Judging by the question content, you're supposed to find this value by computing the the integral of [tex]\vec E[/tex] across [tex]M_1[/tex] and [tex]M_2[/tex].
Parameterize the hemisphere by
[tex]\vec r(u,v)=(\cos u\sin v,\sin u\sin v,\cos v)[/tex]
with [tex]0\le u\le2\pi[/tex] and [tex]0\le v\le\frac\pi2[/tex]. Take the normal vector to [tex]M_1[/tex] to be
[tex]\dfrac{\partial\vec r}{\partial v}\times\dfrac{\partial\vec r}{\partial u}=(\cos u\sin^2v,\sin u\sin^2v,\sin v\cos v)[/tex]
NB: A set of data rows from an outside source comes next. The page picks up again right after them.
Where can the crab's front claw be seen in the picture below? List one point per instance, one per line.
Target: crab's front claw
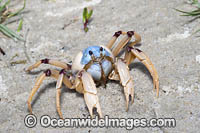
(126, 80)
(147, 62)
(90, 94)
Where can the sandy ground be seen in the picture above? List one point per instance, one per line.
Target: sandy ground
(54, 29)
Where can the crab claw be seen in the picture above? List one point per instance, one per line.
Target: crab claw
(90, 94)
(126, 81)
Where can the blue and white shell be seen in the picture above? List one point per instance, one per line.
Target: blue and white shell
(84, 58)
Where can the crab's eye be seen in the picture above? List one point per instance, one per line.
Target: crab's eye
(90, 52)
(101, 49)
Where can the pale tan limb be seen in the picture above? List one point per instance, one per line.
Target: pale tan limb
(125, 40)
(126, 81)
(121, 44)
(35, 88)
(114, 38)
(147, 62)
(90, 93)
(58, 93)
(51, 62)
(47, 73)
(129, 57)
(137, 39)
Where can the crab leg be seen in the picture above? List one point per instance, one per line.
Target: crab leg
(125, 40)
(58, 93)
(147, 62)
(126, 80)
(47, 73)
(90, 93)
(51, 62)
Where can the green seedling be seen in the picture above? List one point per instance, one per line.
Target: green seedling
(86, 17)
(194, 13)
(5, 14)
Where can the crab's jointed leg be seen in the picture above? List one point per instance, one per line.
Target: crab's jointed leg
(90, 93)
(49, 73)
(125, 79)
(114, 38)
(51, 62)
(147, 62)
(58, 92)
(124, 41)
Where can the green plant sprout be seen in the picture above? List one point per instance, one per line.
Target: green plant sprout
(5, 14)
(194, 13)
(86, 17)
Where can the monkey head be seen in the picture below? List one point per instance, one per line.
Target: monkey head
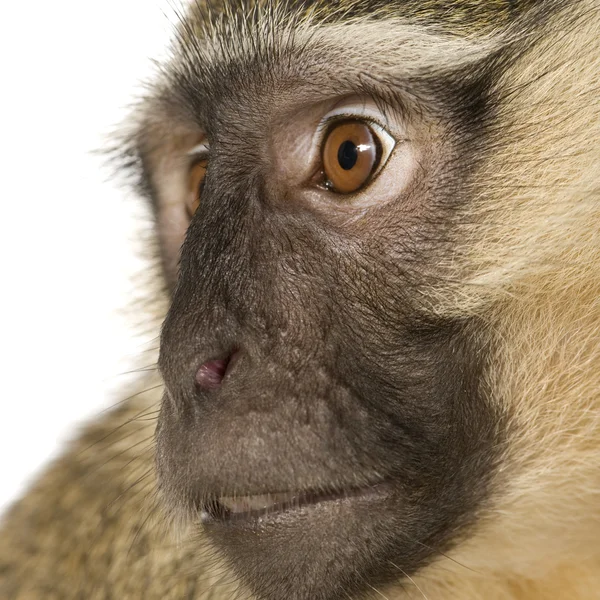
(351, 382)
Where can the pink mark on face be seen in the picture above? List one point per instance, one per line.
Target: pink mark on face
(211, 373)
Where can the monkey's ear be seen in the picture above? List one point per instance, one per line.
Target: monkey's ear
(165, 161)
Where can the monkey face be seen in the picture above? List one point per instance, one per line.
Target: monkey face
(328, 418)
(324, 427)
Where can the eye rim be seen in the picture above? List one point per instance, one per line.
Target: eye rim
(377, 130)
(198, 160)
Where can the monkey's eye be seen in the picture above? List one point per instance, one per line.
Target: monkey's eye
(195, 179)
(353, 154)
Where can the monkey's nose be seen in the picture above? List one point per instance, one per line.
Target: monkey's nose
(210, 374)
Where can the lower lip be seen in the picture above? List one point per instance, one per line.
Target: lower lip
(257, 508)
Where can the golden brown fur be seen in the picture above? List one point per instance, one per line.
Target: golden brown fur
(528, 263)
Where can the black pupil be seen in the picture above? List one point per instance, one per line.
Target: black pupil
(347, 155)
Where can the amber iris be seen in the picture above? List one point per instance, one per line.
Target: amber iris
(350, 156)
(195, 179)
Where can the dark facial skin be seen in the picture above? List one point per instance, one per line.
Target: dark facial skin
(341, 387)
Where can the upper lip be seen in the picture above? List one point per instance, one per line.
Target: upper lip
(226, 508)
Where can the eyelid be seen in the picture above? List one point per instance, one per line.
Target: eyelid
(199, 151)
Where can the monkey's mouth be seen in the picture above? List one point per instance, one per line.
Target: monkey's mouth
(238, 508)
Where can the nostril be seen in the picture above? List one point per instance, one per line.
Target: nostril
(210, 374)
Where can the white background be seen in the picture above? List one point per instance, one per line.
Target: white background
(68, 70)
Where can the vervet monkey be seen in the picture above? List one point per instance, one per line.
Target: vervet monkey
(379, 225)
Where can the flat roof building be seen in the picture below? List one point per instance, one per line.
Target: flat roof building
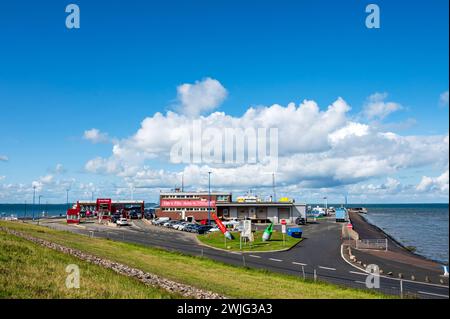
(194, 205)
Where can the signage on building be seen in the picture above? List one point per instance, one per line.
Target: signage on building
(246, 228)
(186, 203)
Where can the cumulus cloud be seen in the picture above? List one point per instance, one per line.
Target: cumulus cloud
(376, 108)
(443, 99)
(200, 97)
(431, 183)
(95, 136)
(59, 169)
(318, 148)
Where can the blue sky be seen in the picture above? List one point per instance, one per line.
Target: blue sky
(126, 61)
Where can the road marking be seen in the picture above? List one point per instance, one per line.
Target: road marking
(277, 260)
(391, 278)
(327, 268)
(358, 273)
(432, 294)
(301, 264)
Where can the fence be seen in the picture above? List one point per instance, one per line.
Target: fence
(377, 244)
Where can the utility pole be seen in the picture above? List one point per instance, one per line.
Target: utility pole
(209, 198)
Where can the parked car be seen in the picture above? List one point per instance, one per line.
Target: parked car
(159, 221)
(300, 221)
(214, 229)
(122, 222)
(178, 225)
(191, 228)
(203, 229)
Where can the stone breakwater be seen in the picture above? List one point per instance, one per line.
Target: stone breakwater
(144, 277)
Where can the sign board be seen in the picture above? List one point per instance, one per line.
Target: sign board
(246, 230)
(186, 203)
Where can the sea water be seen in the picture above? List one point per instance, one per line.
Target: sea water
(423, 226)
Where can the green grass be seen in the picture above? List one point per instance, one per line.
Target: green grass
(232, 281)
(28, 270)
(216, 239)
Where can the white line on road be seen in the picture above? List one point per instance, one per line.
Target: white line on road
(359, 273)
(432, 294)
(301, 264)
(277, 260)
(327, 268)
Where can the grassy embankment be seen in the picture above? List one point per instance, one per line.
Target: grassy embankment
(28, 270)
(217, 240)
(232, 281)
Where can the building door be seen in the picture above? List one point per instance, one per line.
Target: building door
(261, 213)
(283, 213)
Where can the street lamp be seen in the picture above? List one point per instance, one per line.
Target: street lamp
(34, 200)
(39, 200)
(67, 197)
(209, 198)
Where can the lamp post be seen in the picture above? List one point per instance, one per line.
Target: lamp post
(209, 198)
(39, 205)
(34, 200)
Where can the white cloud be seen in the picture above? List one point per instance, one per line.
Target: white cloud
(95, 136)
(443, 99)
(440, 183)
(59, 169)
(318, 149)
(200, 97)
(376, 108)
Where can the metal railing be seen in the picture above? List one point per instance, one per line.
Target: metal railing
(377, 244)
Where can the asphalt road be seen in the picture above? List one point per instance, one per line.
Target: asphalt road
(318, 255)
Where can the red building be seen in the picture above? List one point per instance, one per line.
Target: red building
(103, 208)
(190, 205)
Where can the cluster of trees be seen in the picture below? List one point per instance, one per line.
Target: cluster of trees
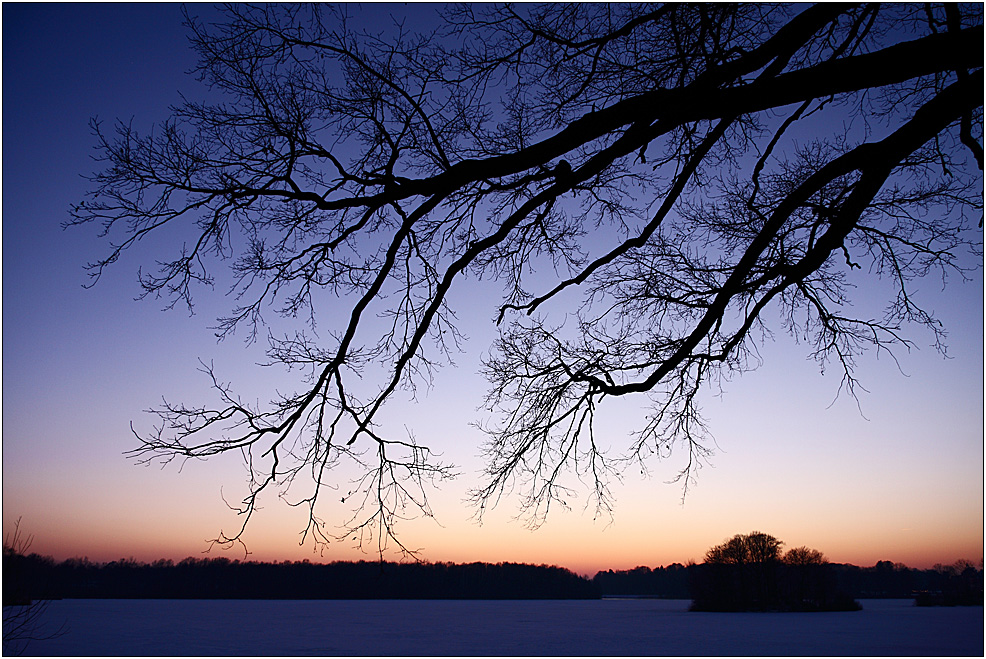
(221, 578)
(751, 572)
(657, 189)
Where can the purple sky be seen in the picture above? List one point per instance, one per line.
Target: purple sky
(903, 483)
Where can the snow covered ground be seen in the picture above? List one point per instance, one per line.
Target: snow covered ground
(442, 627)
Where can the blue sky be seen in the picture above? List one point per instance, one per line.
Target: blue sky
(902, 479)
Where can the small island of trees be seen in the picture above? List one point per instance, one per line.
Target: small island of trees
(750, 573)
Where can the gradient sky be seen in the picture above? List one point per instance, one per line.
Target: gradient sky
(900, 480)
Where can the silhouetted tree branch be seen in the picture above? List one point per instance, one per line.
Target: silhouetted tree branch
(648, 155)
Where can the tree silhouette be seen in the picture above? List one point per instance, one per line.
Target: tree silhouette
(650, 155)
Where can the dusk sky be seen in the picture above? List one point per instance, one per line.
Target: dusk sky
(897, 477)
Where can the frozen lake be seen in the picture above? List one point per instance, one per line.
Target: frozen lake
(473, 627)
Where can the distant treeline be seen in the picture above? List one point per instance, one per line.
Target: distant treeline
(961, 583)
(36, 577)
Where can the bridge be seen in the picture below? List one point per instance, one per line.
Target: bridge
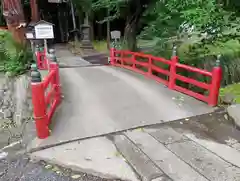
(103, 99)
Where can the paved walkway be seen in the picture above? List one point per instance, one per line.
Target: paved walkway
(102, 100)
(204, 148)
(99, 100)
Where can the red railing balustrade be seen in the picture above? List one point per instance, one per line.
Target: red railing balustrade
(46, 96)
(146, 66)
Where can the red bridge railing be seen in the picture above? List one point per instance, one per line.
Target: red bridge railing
(148, 64)
(46, 94)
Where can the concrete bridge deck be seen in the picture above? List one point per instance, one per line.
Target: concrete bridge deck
(101, 99)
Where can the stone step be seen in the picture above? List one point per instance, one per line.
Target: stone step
(141, 164)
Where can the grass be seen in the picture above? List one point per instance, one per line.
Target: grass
(233, 89)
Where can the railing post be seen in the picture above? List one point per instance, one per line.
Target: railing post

The flux of [tex]\vec E[/tex] across [tex]M_1[/tex] is
[tex]\displaystyle\iint_{M_1}\vec E\cdot\mathrm d\vec S=18\int_0^{\pi/2}\int_0^{2\pi}(\cos u\sin v,\sin u\sin v,\cos v)\cdot\left(\dfrac{\partial\vec r}{\partial v}\times\dfrac{\partial\vec r}{\partial u}\right)\,\mathrm du\,\mathrm dv[/tex]
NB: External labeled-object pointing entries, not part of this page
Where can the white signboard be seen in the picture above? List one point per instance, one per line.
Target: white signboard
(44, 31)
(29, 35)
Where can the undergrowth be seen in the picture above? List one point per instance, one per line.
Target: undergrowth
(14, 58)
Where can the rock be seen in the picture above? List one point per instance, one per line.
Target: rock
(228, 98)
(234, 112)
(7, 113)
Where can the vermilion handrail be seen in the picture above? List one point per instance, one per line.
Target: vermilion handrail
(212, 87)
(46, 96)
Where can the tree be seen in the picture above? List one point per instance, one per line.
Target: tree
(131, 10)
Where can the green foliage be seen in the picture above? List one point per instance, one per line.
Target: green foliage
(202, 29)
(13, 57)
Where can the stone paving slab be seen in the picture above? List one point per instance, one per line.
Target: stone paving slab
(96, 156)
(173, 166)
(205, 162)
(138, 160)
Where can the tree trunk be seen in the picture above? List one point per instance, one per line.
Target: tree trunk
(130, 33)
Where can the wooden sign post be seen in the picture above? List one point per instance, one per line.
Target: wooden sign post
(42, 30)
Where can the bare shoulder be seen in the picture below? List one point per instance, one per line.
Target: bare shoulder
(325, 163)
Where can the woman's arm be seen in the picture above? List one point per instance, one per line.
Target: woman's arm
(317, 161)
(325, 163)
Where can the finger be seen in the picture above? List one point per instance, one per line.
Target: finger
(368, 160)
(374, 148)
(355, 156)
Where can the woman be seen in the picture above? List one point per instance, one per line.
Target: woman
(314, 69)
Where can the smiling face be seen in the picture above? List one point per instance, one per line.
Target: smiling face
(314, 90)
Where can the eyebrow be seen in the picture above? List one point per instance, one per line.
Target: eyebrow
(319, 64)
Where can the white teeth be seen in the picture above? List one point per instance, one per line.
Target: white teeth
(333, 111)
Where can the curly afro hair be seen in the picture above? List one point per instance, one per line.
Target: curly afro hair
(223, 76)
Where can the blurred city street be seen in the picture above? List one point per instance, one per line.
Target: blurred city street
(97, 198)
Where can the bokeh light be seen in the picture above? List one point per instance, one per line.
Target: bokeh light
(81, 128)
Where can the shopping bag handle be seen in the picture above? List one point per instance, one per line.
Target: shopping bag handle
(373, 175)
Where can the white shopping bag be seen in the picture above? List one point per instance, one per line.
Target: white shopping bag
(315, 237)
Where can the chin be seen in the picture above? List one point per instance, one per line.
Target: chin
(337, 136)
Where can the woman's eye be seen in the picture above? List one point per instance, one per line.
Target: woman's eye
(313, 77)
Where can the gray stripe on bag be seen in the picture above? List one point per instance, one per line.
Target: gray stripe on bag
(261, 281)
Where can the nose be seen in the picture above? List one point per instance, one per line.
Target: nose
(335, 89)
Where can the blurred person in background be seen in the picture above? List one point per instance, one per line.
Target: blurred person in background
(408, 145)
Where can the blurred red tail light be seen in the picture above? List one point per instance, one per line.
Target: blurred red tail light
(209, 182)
[tex]=\displaystyle18\int_0^{\pi/2}\int_0^{2\pi}\sin v\,\mathrm du\,\mathrm dv=36\pi[/tex]
Parameterize the disk by
[tex]\vec s(u,v)=(u\cos v,u\sin v,0)[/tex]
with [tex]0\le u\le1[/tex] and [tex]0\le v\le2\pi[/tex]. Take the normal to [tex]M_2[/tex] to be
[tex]\dfrac{\partial\vec s}{\partial v}\times\dfrac{\partial\vec u}{\partial v}=(0,0,-u)[/tex]
Then the flux across [tex]M_2[/tex] is
[tex]\displaystyle\iint_{M_2}\vec E\cdot\mathrm d\vec S=18\int_0^{2\pi}\int_0^1(u\cos v,u\sin v,0)\cdot\left(\frac{\partial\vec s}{\partial v}\times\frac{\partial\vec s}{\partial u}\right)\,\mathrm du\,\mathrm dv=0[/tex]
Then the total flux across [tex]M[/tex] is [tex]36\pi[/tex], as expected.